To build their model world, the English needed labor for exploiting the wilderness. They paid ships’ fares in exchange for a set term of labor, called an indenture. They also bought people to work a lifetime as slaves. They played a role in the shape that remade world took. Both indentured servants and slaves were immigrants, too.

In the middle of the 19th century, one reaction was nativism. To oversimplify, nativism is a basic attitude of “they’re different; we don’t like them, and we want them to leave.” Nativism is unfashionable today, but in their heyday, the nativists targeted those thought to be unable to assimilate: the Scots-Irish, Huguenots, Irish, Germans, Quakers and Shakers.

Nativism still surfaces in an occasional letter to the editor, but the restrictionists focus more commonly on the costs to the environment, social services and cultural change. Today’s restrictionists write about the Hmong, Eritreans, Somalis, Vietnamese and other newcomers as additional burdens on an overburdened American system.

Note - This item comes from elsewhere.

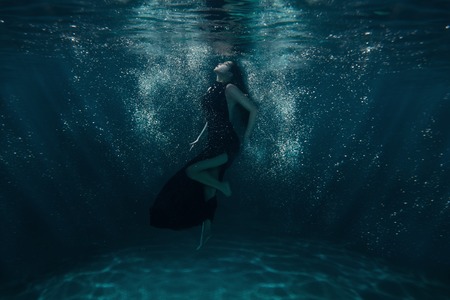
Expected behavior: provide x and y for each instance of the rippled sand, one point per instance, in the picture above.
(230, 267)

American wealth rests on the sweat of immigrants. Irish, Chinese and Mexicans built the railroads. Scandinavians farmed Minnesota and the Dakotas. Germans provided the skilled hands that made the early craft unions and industries. And the Irish dug quite a bit of coal from Pennsylvania, the Indian Territory and points between.

Even after the frontier closed and the economy shifted to industrialism, immigrants continued to build the United States, to assimilate, to Americanize. By the tens of millions, they repeated the process. America incorporated much of what they brought and became better for it.

Nigerians, Ecuadorians, Vietnamese and Mexicans are now repeating the process in many neighborhoods. But the process of adjustment is hard to see except in retrospect. As immigrants adjust to the United States and alter the United States, older Americans often perceive the change as an attack on old familiar ways.

When the immigrant population hit upward of 20 percent in 1915, the exclusionist clamor became overwhelming. Restrictionist legislation in the 1920s limited immigration to a few hundred thousand people a year. The doors stayed closed until the Immigration Reform and Control Act of 1964.

Since then, new immigrants have come from Asia, Latin America and Africa. The United States is actually becoming home to people from every part of the globe, not just from European nations.

Blatant nativist opposition to immigrants carries little political weight these days in a multi-ethnic society. The restrictionist argument is more subtle. It focuses on social costs without acknowledging the continual renewal that immigrant labor, culture, and energy have brought to this nation. The United States has changed enough in the process that we’ve learned to address the differences which have arisen. Restrictionists and others might grumble, but most of America moves over to make room for another million — or eleven. That is the way it should be in a nation of immigrants.


John H. Barnhill is an independent historian in Houston and a writer for the History News Service.